Thai Women in Buddhism
By Chatsumarn Kabilsingh.
Parallax Press: Berkeley, 1991.
110 pp. $12.00 (paperback)

Chatsumarn Kabilsingh, professor of Religion and Philosophy at Thammasat University in Bangkok, has written a book as skillful as a surgeon’s knife, and with the healing potential of ancient herbalist lore. In this case, the troubled body is nothing less than Thai society from the time of Buddha until now, and in particular its discrimination against women. In point of fact, her calm and succinct analysis of a culture’s systematic repression and denigration of women, reinforced by a patriarchal interpretation of religious teachings, could apply to most cultures. Written without rancor, her work seeks to redress an entrenched imbalance of power between the sexes and a biased interpretation of the worth and role of women—two factors that have caused untold psychic and material suffering for women.

thaiwomen
Chatsumarn Kabilsingh.

Beginning with an overview of Buddhism in Thai history and perspectives on Thai women, Kabilsingh points out that the subordinate position of women in Thai society was formally maintained in its legal system, which was heavily influenced by Brahmanism and its vigorous repression of women. Chinese cultural values, which treat women as mentally and physically inferior, have also had a severe impact on Thai society. The psychological tragedy—as true in the U.S. and other societies as it is for Thailand—is that women born into gender-stereotyped societies generally internalize these beliefs and accept them as valid.

But what did Shakyamuni say that could have been construed as grounds for the repression and exclusion of women throughout Buddhist societies? The author examines Buddhist texts from a feminist perspective: “The Buddhist texts as we know them today were first written down at least three hundred years after the Buddha‘s parinirvana [physical death] preserved in Pali (which was evidently not a spoken language).” While the Buddha spoke the dialect of Magadha, the northeastern Indian region where he lived, the Canon was written down at a later council in Sri Lanka, thousands of miles from the earliest Buddhist communities. Therefore, she notes, the authenticity of the Pali Canon as the actual words of the Buddha cannot be accepted without question, given these differences in time, language, and location. Furthermore, she observes, “The Buddhist texts were recorded by monks. The recorders chose to preserve the messages of the text according to their own subjective standards of what was important.”

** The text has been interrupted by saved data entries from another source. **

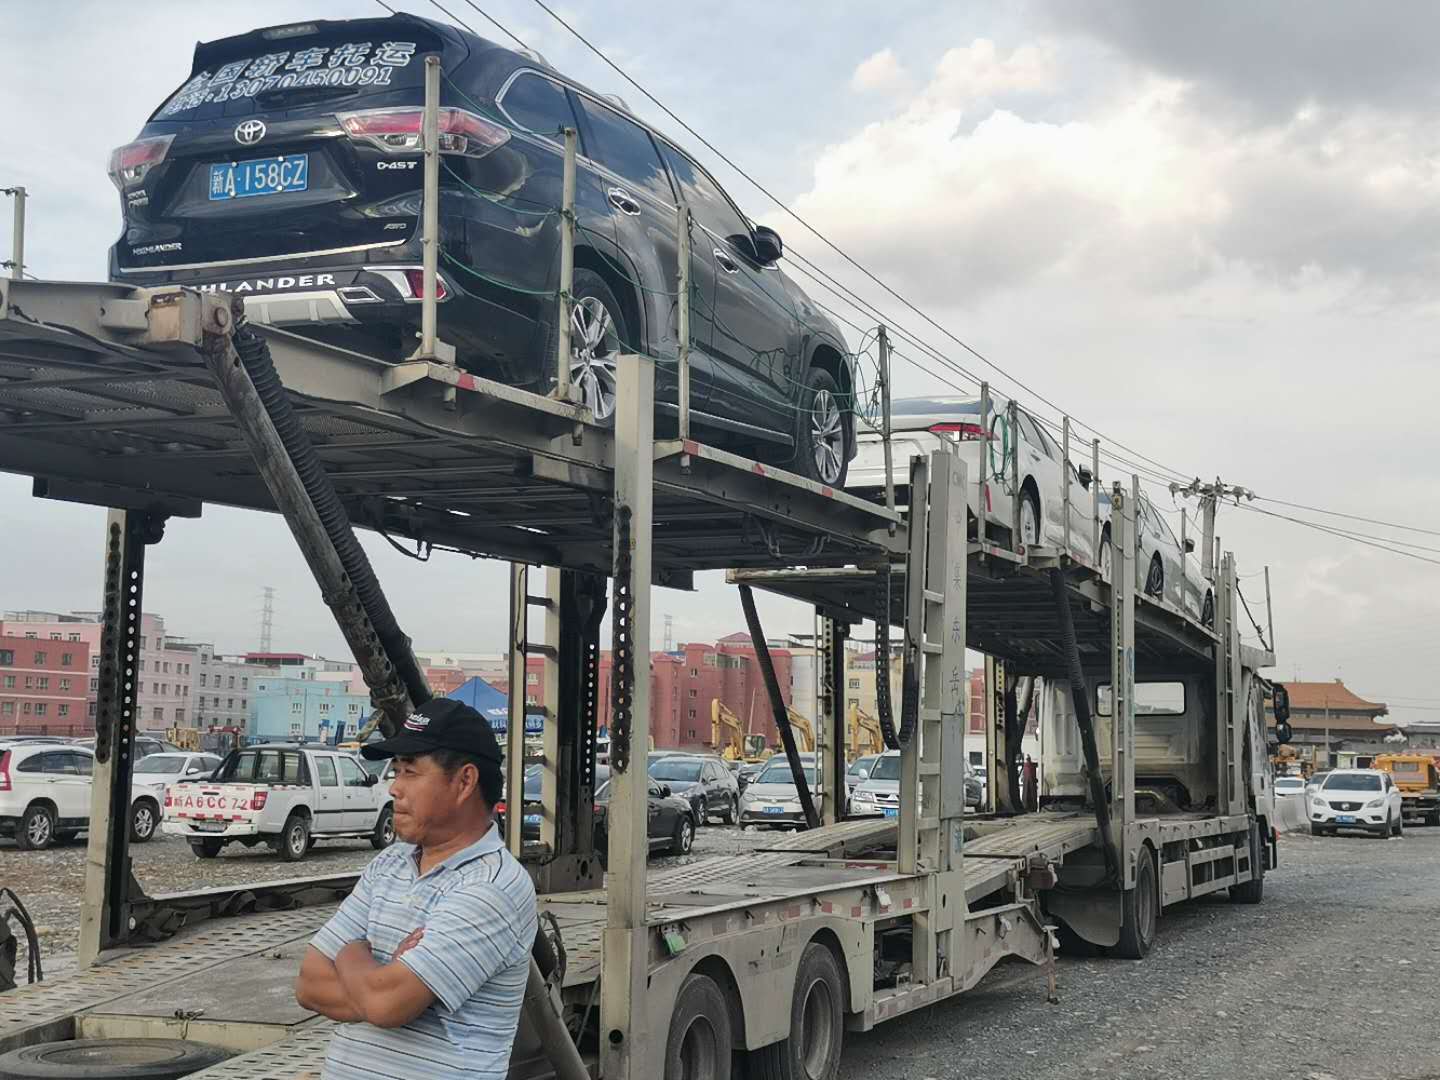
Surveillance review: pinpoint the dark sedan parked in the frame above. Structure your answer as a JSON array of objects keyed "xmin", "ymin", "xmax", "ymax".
[
  {"xmin": 647, "ymin": 754, "xmax": 739, "ymax": 825},
  {"xmin": 109, "ymin": 13, "xmax": 857, "ymax": 486},
  {"xmin": 592, "ymin": 777, "xmax": 695, "ymax": 866}
]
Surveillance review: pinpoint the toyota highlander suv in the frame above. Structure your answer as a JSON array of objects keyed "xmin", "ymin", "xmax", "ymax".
[{"xmin": 108, "ymin": 13, "xmax": 857, "ymax": 485}]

Kabilsingh makes the essential distinction that the “core teaching of Buddhism that deals directly with the spiritual path. . . is free from contextual and gender bias by its very nature. . . . Buddha’s teachings transcend gender difference.” The highest goal of Buddhism, enlightenment, and the spiritual path leading to it, are available to all sentient beings without discrimination. However, though the Buddha’s teachings defied many social and religious conventions of his day, he was still very much a part of Indian culture. He is said to have warned his monks that “woman is a stain on celibacy,” and to this day Thai monks are forbidden direct contact with women.

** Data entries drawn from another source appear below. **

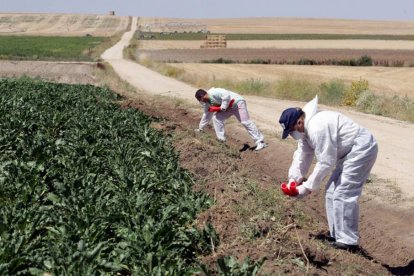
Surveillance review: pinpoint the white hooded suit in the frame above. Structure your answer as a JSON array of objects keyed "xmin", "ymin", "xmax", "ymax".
[
  {"xmin": 198, "ymin": 87, "xmax": 264, "ymax": 144},
  {"xmin": 289, "ymin": 96, "xmax": 378, "ymax": 245}
]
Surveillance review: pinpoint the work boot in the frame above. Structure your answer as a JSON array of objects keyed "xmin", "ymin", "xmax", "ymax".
[
  {"xmin": 312, "ymin": 232, "xmax": 336, "ymax": 242},
  {"xmin": 331, "ymin": 242, "xmax": 360, "ymax": 253},
  {"xmin": 326, "ymin": 236, "xmax": 336, "ymax": 242},
  {"xmin": 255, "ymin": 141, "xmax": 267, "ymax": 151}
]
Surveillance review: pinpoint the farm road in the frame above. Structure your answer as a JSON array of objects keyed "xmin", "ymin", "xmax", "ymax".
[{"xmin": 102, "ymin": 17, "xmax": 414, "ymax": 199}]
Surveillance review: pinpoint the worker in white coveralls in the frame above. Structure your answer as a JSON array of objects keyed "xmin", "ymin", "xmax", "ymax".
[
  {"xmin": 278, "ymin": 96, "xmax": 378, "ymax": 252},
  {"xmin": 195, "ymin": 88, "xmax": 267, "ymax": 151}
]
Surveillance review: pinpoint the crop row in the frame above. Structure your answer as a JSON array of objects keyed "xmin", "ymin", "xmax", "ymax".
[
  {"xmin": 0, "ymin": 78, "xmax": 215, "ymax": 274},
  {"xmin": 0, "ymin": 36, "xmax": 105, "ymax": 61}
]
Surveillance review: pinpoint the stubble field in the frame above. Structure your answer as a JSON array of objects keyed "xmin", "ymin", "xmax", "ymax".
[
  {"xmin": 0, "ymin": 13, "xmax": 129, "ymax": 36},
  {"xmin": 136, "ymin": 17, "xmax": 414, "ymax": 99}
]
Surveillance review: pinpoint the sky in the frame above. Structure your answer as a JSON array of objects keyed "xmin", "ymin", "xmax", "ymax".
[{"xmin": 1, "ymin": 0, "xmax": 413, "ymax": 21}]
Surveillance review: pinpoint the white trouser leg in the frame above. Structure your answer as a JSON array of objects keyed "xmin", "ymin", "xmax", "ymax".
[
  {"xmin": 241, "ymin": 120, "xmax": 264, "ymax": 143},
  {"xmin": 233, "ymin": 100, "xmax": 264, "ymax": 143},
  {"xmin": 328, "ymin": 129, "xmax": 378, "ymax": 245},
  {"xmin": 325, "ymin": 166, "xmax": 342, "ymax": 239},
  {"xmin": 213, "ymin": 112, "xmax": 231, "ymax": 141}
]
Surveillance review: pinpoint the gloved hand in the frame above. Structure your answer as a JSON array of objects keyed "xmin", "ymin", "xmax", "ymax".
[
  {"xmin": 295, "ymin": 185, "xmax": 311, "ymax": 199},
  {"xmin": 281, "ymin": 179, "xmax": 299, "ymax": 196},
  {"xmin": 208, "ymin": 106, "xmax": 221, "ymax": 112}
]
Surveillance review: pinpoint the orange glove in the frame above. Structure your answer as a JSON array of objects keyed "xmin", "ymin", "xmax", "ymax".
[{"xmin": 208, "ymin": 106, "xmax": 221, "ymax": 112}]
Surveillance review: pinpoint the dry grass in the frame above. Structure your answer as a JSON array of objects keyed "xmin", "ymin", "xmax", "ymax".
[{"xmin": 167, "ymin": 63, "xmax": 414, "ymax": 99}]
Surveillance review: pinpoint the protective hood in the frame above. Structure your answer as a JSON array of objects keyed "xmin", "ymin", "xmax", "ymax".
[{"xmin": 303, "ymin": 95, "xmax": 318, "ymax": 130}]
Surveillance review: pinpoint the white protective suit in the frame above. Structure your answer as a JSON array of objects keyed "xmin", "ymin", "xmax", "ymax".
[
  {"xmin": 198, "ymin": 87, "xmax": 264, "ymax": 143},
  {"xmin": 289, "ymin": 96, "xmax": 378, "ymax": 245}
]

A similarly negative belief that women are of lower birth, that their gender is the result of “bad karma,” reflects Brahmanical ideas of caste, rather than Buddhist teaching—which the author emphasizes was “remarkable in its rejection of rigid social prejudices of sixth-century B.C.E. India.” And yet these prejudices are still prevalent to this day, coloring the perceptions of monks, laymen, and women alike. “Many women are convinced that they carry a heavy load of negative karma due to the simple fact of their gender, and are therefore eager to gain merit to offset it.” Making offerings to the sangha is the primary avenue to merit. And so, “Monks, being ‘fields of merit,’ thus benefit directly from this vicious belief.” The author adds that the unofficial order of female Buddhist religious women in Thailand, the mae jis, elicits no such respect or material support, and usually exists in poverty, ignored by most of Thai society.

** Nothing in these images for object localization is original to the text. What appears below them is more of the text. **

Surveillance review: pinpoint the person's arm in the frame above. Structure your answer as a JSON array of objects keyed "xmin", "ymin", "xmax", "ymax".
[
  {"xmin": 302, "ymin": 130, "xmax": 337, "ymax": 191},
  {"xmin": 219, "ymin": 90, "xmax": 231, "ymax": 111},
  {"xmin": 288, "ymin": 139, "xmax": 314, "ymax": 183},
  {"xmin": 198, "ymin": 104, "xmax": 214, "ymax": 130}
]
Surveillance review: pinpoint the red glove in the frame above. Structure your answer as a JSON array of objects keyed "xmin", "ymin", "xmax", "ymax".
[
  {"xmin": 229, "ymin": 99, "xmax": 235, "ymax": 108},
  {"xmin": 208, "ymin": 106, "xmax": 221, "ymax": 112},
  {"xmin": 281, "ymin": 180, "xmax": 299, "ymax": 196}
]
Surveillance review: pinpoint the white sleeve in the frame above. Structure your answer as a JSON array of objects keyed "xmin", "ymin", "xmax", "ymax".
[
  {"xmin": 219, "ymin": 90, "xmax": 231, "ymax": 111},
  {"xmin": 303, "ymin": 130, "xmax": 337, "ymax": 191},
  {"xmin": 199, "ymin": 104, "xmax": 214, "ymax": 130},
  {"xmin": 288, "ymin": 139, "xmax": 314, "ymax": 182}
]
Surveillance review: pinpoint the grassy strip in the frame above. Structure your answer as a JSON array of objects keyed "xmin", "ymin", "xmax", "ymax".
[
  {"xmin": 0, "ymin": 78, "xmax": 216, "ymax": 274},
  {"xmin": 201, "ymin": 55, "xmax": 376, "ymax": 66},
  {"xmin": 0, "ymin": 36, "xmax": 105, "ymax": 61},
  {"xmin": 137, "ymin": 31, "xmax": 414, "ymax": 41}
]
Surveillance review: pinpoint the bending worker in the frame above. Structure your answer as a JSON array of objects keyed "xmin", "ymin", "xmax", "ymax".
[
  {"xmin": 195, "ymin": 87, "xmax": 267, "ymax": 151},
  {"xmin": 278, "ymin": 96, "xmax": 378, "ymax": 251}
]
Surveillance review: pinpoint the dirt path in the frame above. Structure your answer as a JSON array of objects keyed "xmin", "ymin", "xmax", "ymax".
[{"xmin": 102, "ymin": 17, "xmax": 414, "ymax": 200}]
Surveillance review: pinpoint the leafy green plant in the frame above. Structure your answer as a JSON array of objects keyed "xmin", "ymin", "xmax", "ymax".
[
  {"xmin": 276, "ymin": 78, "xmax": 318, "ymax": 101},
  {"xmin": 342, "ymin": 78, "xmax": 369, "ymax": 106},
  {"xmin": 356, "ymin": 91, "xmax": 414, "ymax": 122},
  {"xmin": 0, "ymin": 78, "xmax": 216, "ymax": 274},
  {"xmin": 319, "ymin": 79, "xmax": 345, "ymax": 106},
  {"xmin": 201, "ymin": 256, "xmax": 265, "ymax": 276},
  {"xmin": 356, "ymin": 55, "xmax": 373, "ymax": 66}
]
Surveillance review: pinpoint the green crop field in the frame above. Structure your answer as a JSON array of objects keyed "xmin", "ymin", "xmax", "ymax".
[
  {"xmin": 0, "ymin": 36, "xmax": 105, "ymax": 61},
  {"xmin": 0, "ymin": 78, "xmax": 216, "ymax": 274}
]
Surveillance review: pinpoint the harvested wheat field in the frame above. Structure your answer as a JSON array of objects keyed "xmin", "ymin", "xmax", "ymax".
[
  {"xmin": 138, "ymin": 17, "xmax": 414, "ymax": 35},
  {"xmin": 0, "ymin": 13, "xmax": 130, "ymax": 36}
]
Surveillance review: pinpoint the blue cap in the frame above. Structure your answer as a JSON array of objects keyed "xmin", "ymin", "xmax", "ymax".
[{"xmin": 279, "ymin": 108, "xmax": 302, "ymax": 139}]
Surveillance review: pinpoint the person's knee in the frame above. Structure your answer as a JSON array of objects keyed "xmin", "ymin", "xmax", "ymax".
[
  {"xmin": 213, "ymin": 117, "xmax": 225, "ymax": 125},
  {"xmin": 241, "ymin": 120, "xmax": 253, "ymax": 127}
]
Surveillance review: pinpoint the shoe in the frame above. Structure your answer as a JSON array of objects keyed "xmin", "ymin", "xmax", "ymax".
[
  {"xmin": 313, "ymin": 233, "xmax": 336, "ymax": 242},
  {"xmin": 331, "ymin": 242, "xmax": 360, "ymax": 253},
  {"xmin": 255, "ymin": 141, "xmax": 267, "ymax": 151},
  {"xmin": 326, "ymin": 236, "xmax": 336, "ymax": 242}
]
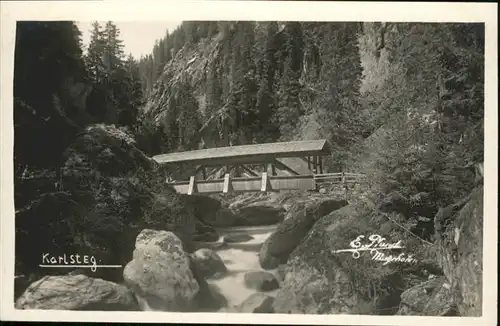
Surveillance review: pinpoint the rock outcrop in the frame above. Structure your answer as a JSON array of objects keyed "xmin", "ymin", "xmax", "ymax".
[
  {"xmin": 259, "ymin": 198, "xmax": 348, "ymax": 269},
  {"xmin": 190, "ymin": 248, "xmax": 228, "ymax": 279},
  {"xmin": 396, "ymin": 276, "xmax": 456, "ymax": 316},
  {"xmin": 434, "ymin": 185, "xmax": 483, "ymax": 316},
  {"xmin": 186, "ymin": 195, "xmax": 222, "ymax": 230},
  {"xmin": 194, "ymin": 193, "xmax": 287, "ymax": 228},
  {"xmin": 236, "ymin": 293, "xmax": 275, "ymax": 313},
  {"xmin": 272, "ymin": 203, "xmax": 424, "ymax": 314},
  {"xmin": 243, "ymin": 271, "xmax": 279, "ymax": 291},
  {"xmin": 232, "ymin": 201, "xmax": 286, "ymax": 226},
  {"xmin": 123, "ymin": 230, "xmax": 200, "ymax": 311},
  {"xmin": 223, "ymin": 234, "xmax": 254, "ymax": 243},
  {"xmin": 15, "ymin": 274, "xmax": 138, "ymax": 311}
]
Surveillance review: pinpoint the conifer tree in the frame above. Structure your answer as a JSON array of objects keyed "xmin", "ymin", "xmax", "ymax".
[
  {"xmin": 85, "ymin": 21, "xmax": 106, "ymax": 82},
  {"xmin": 103, "ymin": 21, "xmax": 125, "ymax": 72}
]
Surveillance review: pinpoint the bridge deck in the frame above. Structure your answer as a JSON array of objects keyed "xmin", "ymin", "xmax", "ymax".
[
  {"xmin": 172, "ymin": 174, "xmax": 316, "ymax": 195},
  {"xmin": 153, "ymin": 139, "xmax": 342, "ymax": 195},
  {"xmin": 169, "ymin": 172, "xmax": 366, "ymax": 195}
]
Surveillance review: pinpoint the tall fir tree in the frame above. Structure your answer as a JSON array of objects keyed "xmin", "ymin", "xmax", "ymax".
[{"xmin": 85, "ymin": 21, "xmax": 106, "ymax": 82}]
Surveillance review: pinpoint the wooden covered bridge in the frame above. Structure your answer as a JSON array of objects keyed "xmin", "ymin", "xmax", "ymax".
[{"xmin": 152, "ymin": 139, "xmax": 364, "ymax": 195}]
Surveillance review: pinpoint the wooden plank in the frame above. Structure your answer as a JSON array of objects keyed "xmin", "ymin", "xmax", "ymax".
[
  {"xmin": 261, "ymin": 172, "xmax": 268, "ymax": 192},
  {"xmin": 187, "ymin": 176, "xmax": 196, "ymax": 195},
  {"xmin": 300, "ymin": 156, "xmax": 309, "ymax": 164},
  {"xmin": 270, "ymin": 176, "xmax": 315, "ymax": 191},
  {"xmin": 171, "ymin": 175, "xmax": 315, "ymax": 194},
  {"xmin": 314, "ymin": 172, "xmax": 343, "ymax": 177},
  {"xmin": 319, "ymin": 156, "xmax": 323, "ymax": 174},
  {"xmin": 153, "ymin": 139, "xmax": 330, "ymax": 165},
  {"xmin": 206, "ymin": 165, "xmax": 223, "ymax": 179},
  {"xmin": 240, "ymin": 165, "xmax": 259, "ymax": 177},
  {"xmin": 223, "ymin": 173, "xmax": 231, "ymax": 193},
  {"xmin": 154, "ymin": 151, "xmax": 329, "ymax": 168},
  {"xmin": 273, "ymin": 159, "xmax": 300, "ymax": 176}
]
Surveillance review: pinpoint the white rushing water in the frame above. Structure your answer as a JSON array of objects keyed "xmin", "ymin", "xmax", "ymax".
[
  {"xmin": 207, "ymin": 226, "xmax": 279, "ymax": 309},
  {"xmin": 137, "ymin": 224, "xmax": 280, "ymax": 311}
]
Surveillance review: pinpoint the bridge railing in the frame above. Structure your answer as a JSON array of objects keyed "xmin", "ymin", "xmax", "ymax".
[
  {"xmin": 166, "ymin": 171, "xmax": 367, "ymax": 194},
  {"xmin": 313, "ymin": 172, "xmax": 367, "ymax": 185}
]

On a positive note, Kabilsingh reports on two bhikkuni movements in Thailand, and surveys the efforts of Buddhist nuns in other countries, as well as the international networking efforts of Buddhist women around the world. Kabilsingh co-founded Sakyadhita, the International Association of Buddhist Women, in 1989 and was a principal organizer of the first international Buddhist women’s conference in Bangkok last year. Her book is an important educational text for monks and laypersons of both genders. And I still think of her as a healer: her medicines may be difficult for some to swallow, but they’re an apt remedy.